通知表をなくしてからの先生・子どもたちの変化は?
‐‐通知表をなくしたいと思った先生たちには、どのような考えや想いがあったのでしょうか? 國分先生:地区によって異なりますが、子どもたちがすごく成績を気にしているんですよ。先生や友だちに、良いか悪いかで評価されているからすごくピリピリしているんです。 先生たちが普段の授業で「その意見すごくいいね」と褒めてくれるのに、テストの点が取れないと通知表では評価されない。そうすると子どもたちは、「先生たちっていつもあんなに褒めてくれるのにテストで点数取れないとダメなんだよね」と思ってしまう。 自分としては頑張ったのに、いくら頑張ってもだめなんだなと落胆する子がいて、それを目の当たりにしている担任たちも「本当にこれでいいのか?」と、疑問に思うことが多かったんです。いいところを伝えたいのに通知表の評価が先走りしてしまう。 そうすると子どもたちの自己肯定感が高まらない。
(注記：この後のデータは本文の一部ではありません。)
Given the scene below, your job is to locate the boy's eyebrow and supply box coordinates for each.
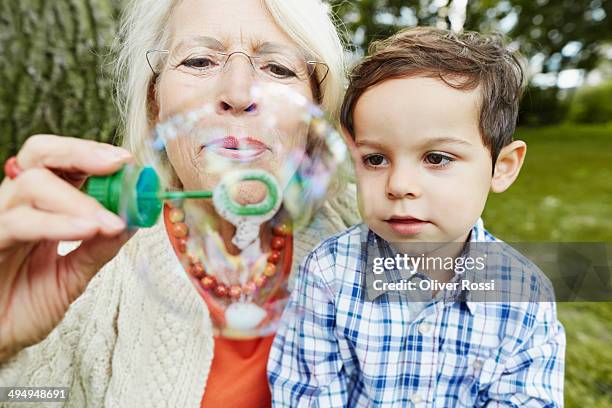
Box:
[355,139,386,150]
[421,136,472,148]
[355,136,472,150]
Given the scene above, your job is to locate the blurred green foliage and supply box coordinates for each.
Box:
[483,125,612,408]
[568,81,612,123]
[518,85,569,127]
先生たちはなんとかしたいという想いがあって。評価を失くしたら変わっていくきっかけになるのではないかと思ったんですよね。 –通知表がなくなってから授業の内容や先生に変化はありましたか? 國分先生:通知表をなくしてから、テストに丸はつけるけど点数をつけることをやめた先生がいたんです。そうしたら、子どもたちが自分の間違えを素直に受け止めて考えるようになったそうです。 今までは、点数に気を取られていたけれど、「ぼくここ間違えたから教えて」と率先して質問するようになった。点数を付けないだけで学習の姿勢も変わってくる。また、職員室での先生たちの会話も変化していきました。生活面だけではなく、学習をどのように進めていくのか意見を交わすようになりました。 ‐‐子どもたちには、どのような変化が感じられましたか? 國分先生:勉強が苦手な子は、「通知表がなくなったらクラスのみんなが意見を聞いてくれるようになった」と話してくれました。今までは行事のときなどに意見を言っても、成績がよくない子の意見は通らず、成績がいい子たちが優先されてしまっていたのが変わったと。それは、子どもたちの中の見えない序列なんですね。そういうものが少しずつ消えていけばいいなと思っています。 ‐‐子どもたち同士だけではなく、先生と子どもたちの関係も変わりましたか? 國分先生:今までは正解を求める、正しいことを認めるのが先生だったけど、いまは違うみたい…と子どもたちの認識が変わっていきました。 例えば、高学年になると、間違ったらどうしよう…と授業中にだんだん手を上げなくなることがあります。先生たちも無意識に授業の流れで、正解を求めてどんどん次にいくと正解しなかった子は「先生に相手にされないから答えるのをやめよう」と思ってしまう。 でも、正解ではなかったとしても「それもいい考えだね。みんなどう思う?」という授業の流れに変わったら、意見が言えなかった子たちが「自分の考えを言ってもいい場なんだ」と思い、発言が増えて授業が活発になる。 子どもたちは繊細なので先生たちのなにげない言葉が大きなきっかけになることがあります。良い方にも悪い方にも変わりますよ。先生が変われば子どもが変わる。子どもが変われば保護者が変わる。と思っています。